O cheiro realmente estava bom. Ele colou o bolo em cima da bancada enquanto eu derretia a barra de chocolate em banho-maria, depois despejei o chocolate derretido em cima do bolo. Meus dedos estavam um pouco sujos de chocolate, eu distraidamente cocei minha bochecha e sujou um pouquinho. Logo me surpreendi quando o Dylan beijou minha bochecha.


- O que isso? – perguntei ainda surpresa.


- Um beijo – ele deu de ombros –, dãã.


- Eu sei – disse rindo, corei.


Ele cortou o bolo em cubinhos. Não acredito que a gente fez um bolo, e tava uma delícia mesmo. Até que a bagunça valeu à pena. Ele colocou em um prato os cubinhos e os colocou na mesinha de centro da sala. Eu me sentei no sofá e ele apertou o play, continuando o filme.

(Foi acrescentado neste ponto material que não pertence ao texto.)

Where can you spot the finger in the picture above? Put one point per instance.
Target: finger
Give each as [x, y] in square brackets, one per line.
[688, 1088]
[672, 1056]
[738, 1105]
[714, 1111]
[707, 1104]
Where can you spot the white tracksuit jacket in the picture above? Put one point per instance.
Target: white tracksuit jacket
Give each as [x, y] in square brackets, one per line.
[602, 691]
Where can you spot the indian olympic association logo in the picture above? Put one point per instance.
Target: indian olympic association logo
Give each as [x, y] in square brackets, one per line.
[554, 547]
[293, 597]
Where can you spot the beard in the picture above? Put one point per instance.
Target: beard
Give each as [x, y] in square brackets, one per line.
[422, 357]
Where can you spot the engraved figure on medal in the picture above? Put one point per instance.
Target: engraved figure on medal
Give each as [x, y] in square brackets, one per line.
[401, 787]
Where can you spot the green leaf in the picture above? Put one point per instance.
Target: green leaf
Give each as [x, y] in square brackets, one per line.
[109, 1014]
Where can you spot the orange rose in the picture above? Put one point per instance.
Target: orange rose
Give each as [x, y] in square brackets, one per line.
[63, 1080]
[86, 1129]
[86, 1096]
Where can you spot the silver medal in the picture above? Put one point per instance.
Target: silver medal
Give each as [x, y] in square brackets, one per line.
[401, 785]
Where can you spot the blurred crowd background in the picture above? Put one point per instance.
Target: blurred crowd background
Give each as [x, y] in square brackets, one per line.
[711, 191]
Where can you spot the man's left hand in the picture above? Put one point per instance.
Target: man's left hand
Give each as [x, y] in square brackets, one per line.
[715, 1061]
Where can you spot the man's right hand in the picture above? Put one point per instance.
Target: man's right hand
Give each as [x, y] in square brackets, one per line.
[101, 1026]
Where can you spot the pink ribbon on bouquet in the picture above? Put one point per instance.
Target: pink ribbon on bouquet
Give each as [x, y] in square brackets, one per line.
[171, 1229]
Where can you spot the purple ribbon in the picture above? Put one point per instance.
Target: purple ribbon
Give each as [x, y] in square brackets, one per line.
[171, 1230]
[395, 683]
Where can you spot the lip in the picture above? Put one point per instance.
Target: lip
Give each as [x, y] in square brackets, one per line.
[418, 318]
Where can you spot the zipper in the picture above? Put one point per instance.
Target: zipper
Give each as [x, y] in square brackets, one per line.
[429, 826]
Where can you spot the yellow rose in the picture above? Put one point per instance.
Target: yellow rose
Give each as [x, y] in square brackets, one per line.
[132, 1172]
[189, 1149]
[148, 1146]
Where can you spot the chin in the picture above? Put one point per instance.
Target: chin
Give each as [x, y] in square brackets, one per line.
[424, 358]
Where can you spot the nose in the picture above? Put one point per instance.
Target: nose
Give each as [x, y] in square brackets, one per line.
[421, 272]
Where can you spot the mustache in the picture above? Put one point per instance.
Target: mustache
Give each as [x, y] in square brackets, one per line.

O filme era apavorante, do tipo: sangue e tripas. E é claro que eu não desgrudei do Dy. Fiquei agarradinha nele, e acho que ele sentiu medo mais dos meus gritos do que do filme. Por um lado foi ótimo.


Infelizmente depois daquele dia maravilhoso e tudo de bom eu tive que voltar pra casa. Já passava das nove e meia da noite. Meu pai já tinha chegado, ele estava em seu mini-escritório trabalhando.


- Boa noite pai – disse passando em frente à porta de sua saleta.


- Boa noite – sua voz era meio desanimada, num tom carente.


Voltei dois passos para traz, encontrando a porta de sua saleta novamente. Entrei e dei um abraço bem apertado nele. Senti seu rosto enrijecer em um sorriso.


- Vê se dorme ta bem – eu sorri –, carente – murmurei.


- Também te amo – sibilou ele -, abusada – murmurou ele no mesmo tom.


Nós dois rimos e eu fui pro meu quarto.